UK Prime Minister Theresa May.

:: UK Prime Minister Theresa May reaffirmed Britain’s commitment to a 2015 Iran nuclear deal on Tuesday in a telephone conversation with US President Donald Trump ahead of a key US decision on whether Tehran has stuck to the terms of the pact.

“The PM reaffirmed the UK’s strong commitment to the deal alongside our European partners, saying it was vitally important for regional security,” an e-mailed statement from May’s office said.

May’s commitment will have little impact on Britain’s relations with the US or Saudi Arabia, analysts and academics said.

On Monday, May also told Israeli Prime Minister Benjamin Netanyahu in a call that the UK was “firmly committed” to the deal. She said the agreement was “vitally important to regional security.”

Under a deal struck in 2015 between Iran and six world powers, Tehran agreed to scale back its nuclear program in exchange for economic sanctions relief.

May emphasized the importance of the deal in having “neutralized the possibility of Iranians acquiring nuclear weapons for more than a decade,” according to a statement issued by the prime minister’s office.

May’s stance is at odds with that of Donald Trump, who has indicated he may not re-certify the Iran deal. Trump has previously referred to the nuclear accord — which was signed by his predecessor Barack Obama — as an “embarrassment.”
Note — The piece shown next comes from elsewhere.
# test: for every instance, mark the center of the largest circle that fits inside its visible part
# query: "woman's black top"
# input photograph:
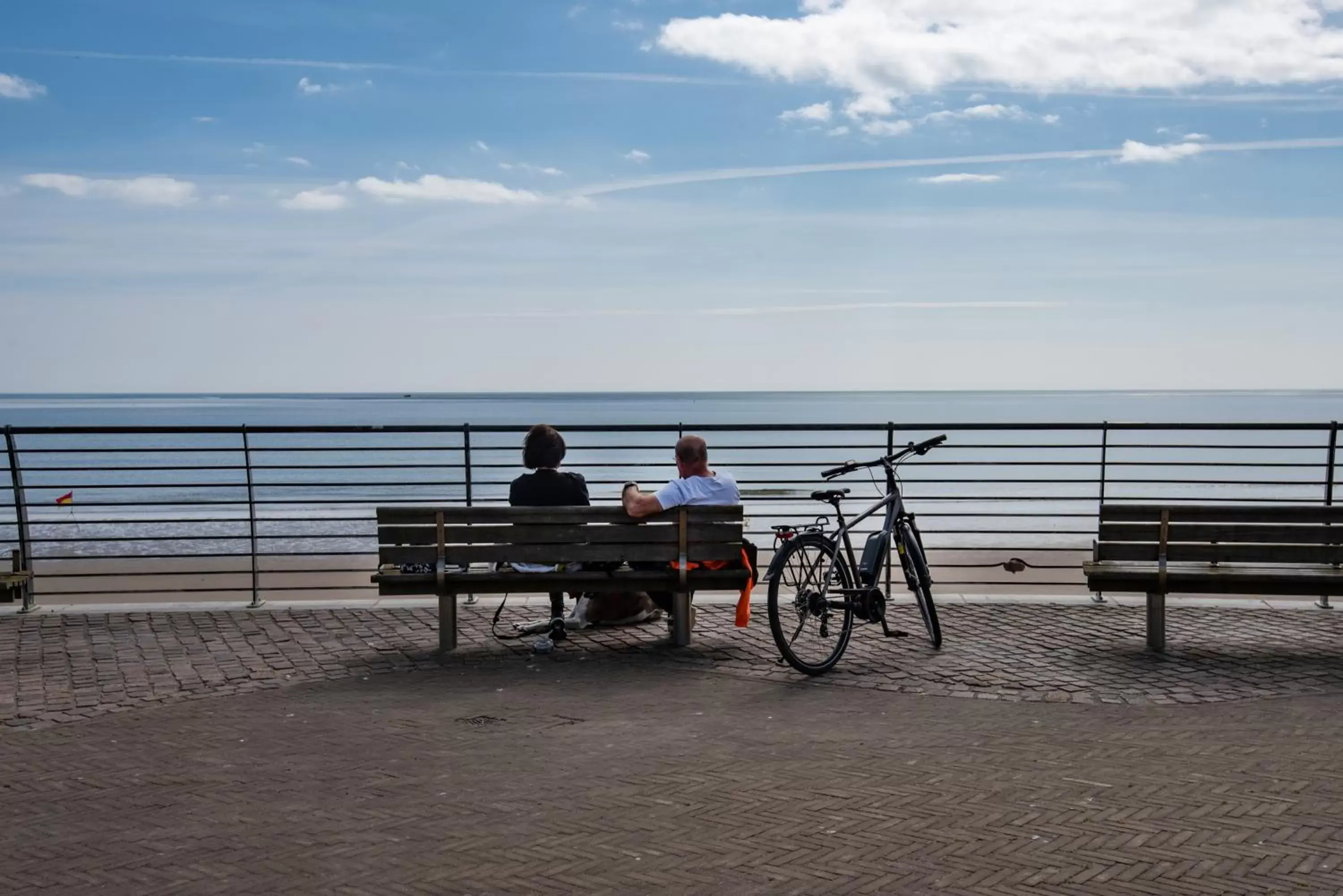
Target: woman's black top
(548, 488)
May’s stance on the issue is a “low risk” move, said Scott Lucas, professor of international politics at the University of Birmingham.
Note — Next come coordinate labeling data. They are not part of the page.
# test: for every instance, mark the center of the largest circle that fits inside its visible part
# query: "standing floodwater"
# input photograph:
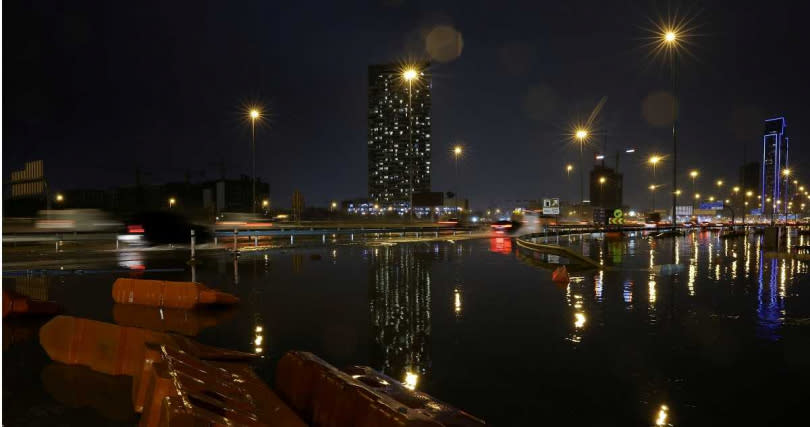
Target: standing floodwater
(692, 331)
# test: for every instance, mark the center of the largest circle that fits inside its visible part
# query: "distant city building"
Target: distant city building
(774, 162)
(749, 177)
(205, 199)
(27, 190)
(398, 136)
(605, 187)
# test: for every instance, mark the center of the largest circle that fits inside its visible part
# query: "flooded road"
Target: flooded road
(688, 331)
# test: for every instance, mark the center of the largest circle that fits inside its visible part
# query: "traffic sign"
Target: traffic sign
(551, 206)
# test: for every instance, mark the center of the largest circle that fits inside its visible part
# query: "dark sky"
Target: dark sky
(96, 88)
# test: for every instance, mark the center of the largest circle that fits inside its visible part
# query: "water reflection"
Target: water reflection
(400, 309)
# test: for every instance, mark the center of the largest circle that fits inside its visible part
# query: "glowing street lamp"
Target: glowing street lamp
(581, 135)
(254, 114)
(409, 75)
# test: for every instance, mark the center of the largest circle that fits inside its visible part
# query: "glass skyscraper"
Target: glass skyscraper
(774, 162)
(398, 133)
“Most of Trump’s senior advisers all believe in the Iran deal. Trump is very much the outlier on this,” Lucas told Arab News.

Alexandra Kellert, European associate analyst at consultancy Control Risks, said May’s statement to Netanyahu shows a willingness to diverge from Trump on policy issues. “While the UK government is keen to maintain positive ties with the US in the hope of securing a trade deal after it leaves the EU, this does not mean that it will shy away from taking differing policy positions,” she said.

If Trump was to refuse to re-certify the agreement, US congress would then have to decide whether to reapply sanctions on Iran.

However, the current US president has failed to win much support for such a move — even from within his own administration.

“Obviously, European actors, including Britain, strongly disagree with the Trump administration on the Iran nuclear deal. In fact, key members of Trump’s security team also disagree with the president,” said Fawaz A. Gerges, professor of international relations at the London School of Economics.

May’s comments are unlikely to undermine the Kingdom’s relationship with the UK, Gerges added.

“I do not expect May’s new statement to have any impact on British-Saudi relations, which are strategic and transcend the Iran issue,” he said.

The UK’s reaffirmed position on Iran is unlikely to upset many in the Gulf, analysts said, even though Saudi Arabia and other Arab states have been highly critical of the Iranian regime, accusing the country of stirring regional instability.

“In terms of relations with other countries in the region, May’s commitment to the Iran deal does not represent a shift in policy and so should have limited bearing on the UK’s other regional relationships,” said Kellert.

Although some Gulf states had lobbied against the nuclear deal, May’s comments still address some of their concerns, said Jane Kinninmont, senior research fellow and deputy head of the Middle East and North Africa program at the think-tank Chatham House.

“Riyadh has recently emphasized the need for better monitoring and enforcement mechanisms, and May is clearly reflecting that concern in her comments,” she said.

“But there is a strong consensus in the UK political establishment that the current nuclear deal is the best of the available options to deal with Iran’s nuclear program.”